Poco a poco empezó a diseminarse la semilla de la elocuencia. Esas brevísimas, geniales aserciones se escuchaban aquí y allá a través de los salones, como relámpagos iluminando esporádicamente el cielo en una noche de tormenta. El secreto se difundió, no sé cómo, y cada vez más personas llevaban uno o dos sobres cafés ocultos en sus abrigos, esperando el momento indicado para abrirse y dar a su portador la gloria. Fueron imprescindibles en un principio para intelectuales, anfitriones, diplomáticos de toda especie, pero luego se volvieron una necesidad primaria: ya nadie salía de casa sin al menos un sobre café para lo imprevisible.
En un principio la apertura de los sobres se llevaba a cabo a escondidas, con un sutil juego de manos bajo la manga o detrás de la espalda. Una vez que su posesión fue generalizada, la apertura fue menos y menos discreta, hasta que llegó a convertirse en un espectáculo que debía hacerse de la manera más ostentosa posible. La generalización de los sobres cafés atizó muchas instancias del ánimo competitivo de sus portadores. Era competencia quién llevaba más sobres, quién abría el suyo más rápido y en los momentos más adecuados. Los eventos sociales se convirtieron poco a poco en extensas lecturas ininterrumpidas de sobres cafés, y no acababan hasta que se abriera el último. De ésta época se registran las conversaciones más elevadas y más costosas de la historia de la humanidad. Mientras tanto, Néstor veía su fortuna acrecentarse en un oscuro rincón de los salones, dedicado para siempre al silencio.

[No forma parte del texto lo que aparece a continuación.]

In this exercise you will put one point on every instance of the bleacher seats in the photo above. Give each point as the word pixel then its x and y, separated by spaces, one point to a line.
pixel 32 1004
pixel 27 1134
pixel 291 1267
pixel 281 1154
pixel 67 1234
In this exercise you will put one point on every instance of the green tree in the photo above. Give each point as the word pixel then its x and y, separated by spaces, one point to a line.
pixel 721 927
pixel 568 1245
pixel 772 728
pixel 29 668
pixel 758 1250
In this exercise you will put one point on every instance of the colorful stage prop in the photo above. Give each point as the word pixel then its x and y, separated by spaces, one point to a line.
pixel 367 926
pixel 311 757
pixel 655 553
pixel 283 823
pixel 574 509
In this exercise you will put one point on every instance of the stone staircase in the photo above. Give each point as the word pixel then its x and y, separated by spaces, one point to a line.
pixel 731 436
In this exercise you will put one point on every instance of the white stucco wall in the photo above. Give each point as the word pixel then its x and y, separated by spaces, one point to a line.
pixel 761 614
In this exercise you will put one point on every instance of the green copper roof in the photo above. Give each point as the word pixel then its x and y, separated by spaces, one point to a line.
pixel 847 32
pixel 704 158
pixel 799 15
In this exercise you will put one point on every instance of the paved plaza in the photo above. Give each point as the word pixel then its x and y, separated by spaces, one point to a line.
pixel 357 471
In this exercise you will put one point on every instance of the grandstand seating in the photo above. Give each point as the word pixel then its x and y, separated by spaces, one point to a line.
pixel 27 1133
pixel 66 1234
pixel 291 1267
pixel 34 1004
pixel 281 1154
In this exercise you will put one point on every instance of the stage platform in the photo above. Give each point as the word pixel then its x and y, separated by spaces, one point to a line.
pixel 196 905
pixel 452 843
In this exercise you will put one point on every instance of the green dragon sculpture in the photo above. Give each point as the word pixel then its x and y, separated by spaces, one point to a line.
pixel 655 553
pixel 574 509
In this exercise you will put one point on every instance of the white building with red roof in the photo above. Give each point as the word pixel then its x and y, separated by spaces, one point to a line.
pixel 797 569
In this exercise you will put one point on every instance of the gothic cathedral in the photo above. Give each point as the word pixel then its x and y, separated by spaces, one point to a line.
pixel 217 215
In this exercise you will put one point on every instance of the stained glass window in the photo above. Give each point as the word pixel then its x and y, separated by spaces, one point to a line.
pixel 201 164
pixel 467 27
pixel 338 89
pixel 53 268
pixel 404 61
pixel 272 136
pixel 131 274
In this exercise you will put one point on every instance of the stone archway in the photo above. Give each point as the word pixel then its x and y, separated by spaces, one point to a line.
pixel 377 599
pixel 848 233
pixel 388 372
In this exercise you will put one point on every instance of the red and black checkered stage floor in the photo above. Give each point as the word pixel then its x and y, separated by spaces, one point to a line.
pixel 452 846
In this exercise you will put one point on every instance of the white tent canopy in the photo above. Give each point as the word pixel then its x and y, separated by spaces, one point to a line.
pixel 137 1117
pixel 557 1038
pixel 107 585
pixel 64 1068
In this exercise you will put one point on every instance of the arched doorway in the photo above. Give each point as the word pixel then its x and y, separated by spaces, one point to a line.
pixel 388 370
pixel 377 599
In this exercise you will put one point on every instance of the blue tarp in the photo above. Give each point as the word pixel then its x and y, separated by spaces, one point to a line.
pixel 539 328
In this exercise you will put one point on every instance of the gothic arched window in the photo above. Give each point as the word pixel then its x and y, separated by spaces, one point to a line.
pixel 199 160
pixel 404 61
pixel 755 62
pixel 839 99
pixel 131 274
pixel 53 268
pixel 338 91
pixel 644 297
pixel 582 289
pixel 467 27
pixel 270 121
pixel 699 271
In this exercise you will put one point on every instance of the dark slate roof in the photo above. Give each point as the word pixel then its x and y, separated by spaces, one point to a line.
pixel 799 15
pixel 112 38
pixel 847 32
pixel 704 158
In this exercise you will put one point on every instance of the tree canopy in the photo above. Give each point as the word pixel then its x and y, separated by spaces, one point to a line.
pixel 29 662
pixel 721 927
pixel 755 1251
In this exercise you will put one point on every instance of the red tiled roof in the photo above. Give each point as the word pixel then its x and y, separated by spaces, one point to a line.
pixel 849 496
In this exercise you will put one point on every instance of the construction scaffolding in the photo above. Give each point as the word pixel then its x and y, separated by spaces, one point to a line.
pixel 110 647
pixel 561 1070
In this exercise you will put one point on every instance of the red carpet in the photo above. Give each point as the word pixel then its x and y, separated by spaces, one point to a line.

Una vez que las conversaciones se trocaron en una orgía desenfrenada de sobres abriéndose al unísono, en un torbellino estridente de sabiduría que nadie escuchaba siquiera, se obró un movimiento opuesto. En medio del sapientísimo alborozo, las miradas confluyeron una a una en Néstor, callado y ensombrecido, y su silencio adquirió el mismo tono profético que antes tuvieran sus palabras. La impresión tuvo también el efecto de una semilla, que empezó a germinar poco a poco en los corazones de los hombres. Descubrieron paulatinamente el buen tino y buen gusto implícito en toda omisión. Previsiblemente, cedió el encanto de la sabiduría, y uno a uno todos se fueron callando, primero los antes más ávidos consumidores de sobres, hasta que los eventos sociales se tornaron en largas y esplendentes confluencias de silencios, en las que toda palabra era signo de poca refinación.
De vez en cuando todavía encuentran algunos un sobre cerrado en el bolsillo de su abrigo y sonríen, recordando la vieja y superada moda de la elocuencia.